The Power of Christ Impales You!


Here is the soundtrack to the 2001 Canuxploitation classic Jesus Christ Vampire Hunter. Well, "almost" classic I should say. If they hadn't cut Jesus' hair like 10 minutes into the movie to make him look like some random dude, then there would've been no stopping them. Still a damn funny movie that you should seek out if you haven't seen it yet. Check out this site for more info http://www.odessafilmworks.com/. This soundtrack was never released, the guys I got it from emailed the director and he actually sent them a free CD-R of the soundtrack. How cool is that?
The girl who was Mary Magnum is super cute, and quite funny, but it doesn't look like she's done anything in like 5 years.
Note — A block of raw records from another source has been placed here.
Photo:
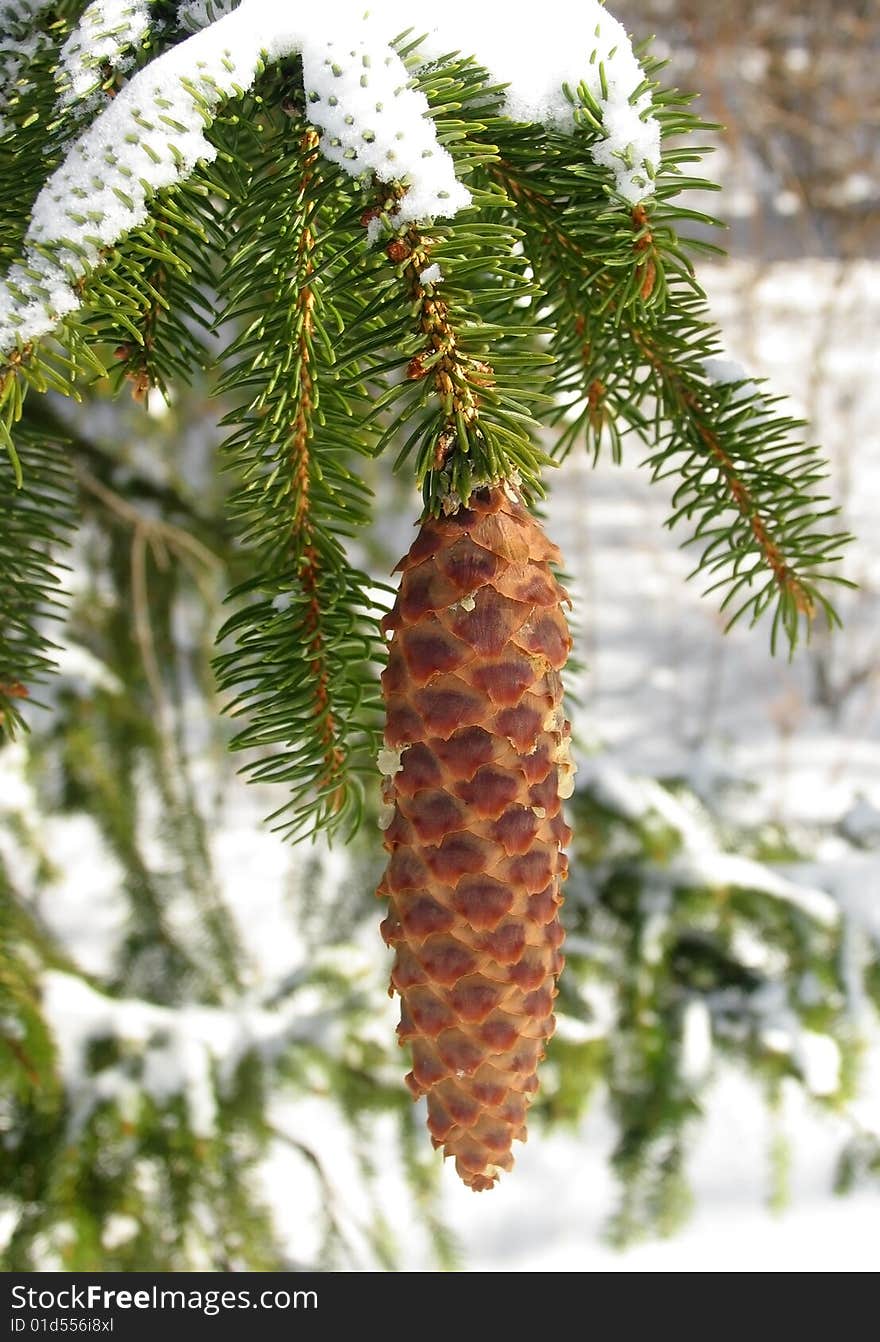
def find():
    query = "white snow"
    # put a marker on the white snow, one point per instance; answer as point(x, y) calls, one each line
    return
point(360, 97)
point(185, 1051)
point(197, 14)
point(561, 43)
point(118, 1229)
point(696, 1042)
Get her some more work, dammit. Also I wanted to mention that Johnny Golgotha is the coolest movie character name ever.

If I'm not back in five minutes, call the Pope.

Thursday, August 17, 2006

Mystery Science Theater lives.....sort of.

I just wanted to point anyone who is a fan of Mystery Science Theater, Mike Nelson or just a fan of smartassedness in general towards this site: http://www.rifftrax.com/

It came out about a month or so ago, the site calls them commentaries, but it's pretty much MST3K without the silhouette. Or Tom. Or Crow. Although Bill Corbett and Kevin Murphy may join him in the future. So far he's only got new "commentaries" up for Road House and The Fifth Element. I was laughing out loud through at least 80% of Road House, and I'm going to check out The Fifth Element this weekend. The bit Mike does over the end of Road House is one of the funniest things I've ever heard. Ever.

Anyway, they're $2 a piece to download. You just sync it up to the DVD and play the rifftrax on your MP3 player, or whatever you want to use. Hilarity ensues. I'm not going to put them up on here, because Mike Nelson is my idol and I want as many rifftrax as possible. Seriously, he's my idol. I will name my first born child Mike Nelson. Well that is unless the wife isn't cool with that, then we'll probably just call him Steve or Dave or something not as exciting. They're doing Star Trek V next, and XXX and Point Break should be coming up soon.

Remember "Pain don't hurt."

Saturday, August 12, 2006

There go the goddamn brownies!


Here is Jerry Goldsmith's score to The 'burbs. There are apparently two versions of this soundtrack, both being really rare. This is the Varese Club LTD version, it's a little over a half an hour in length. The other version is over 50 minutes, but I'm still not entirely sure it exists. Okay, it does exist, I just have no idea where to find it. Either way, enjoy!

http://rapidshare.de/files/29099297/The__burbs_-_Music_by_Jerry_Goldsmith.rar
Welcome to The Manchester Morgue. I intend to post some hard to find movie soundtracks and whatever else random crap I think of that I feel like posting. I will be posting the Varese Club ltd version of The Burbs score first, and probably Ravenous, New Nightmare and probably Predator 2 tomorrow.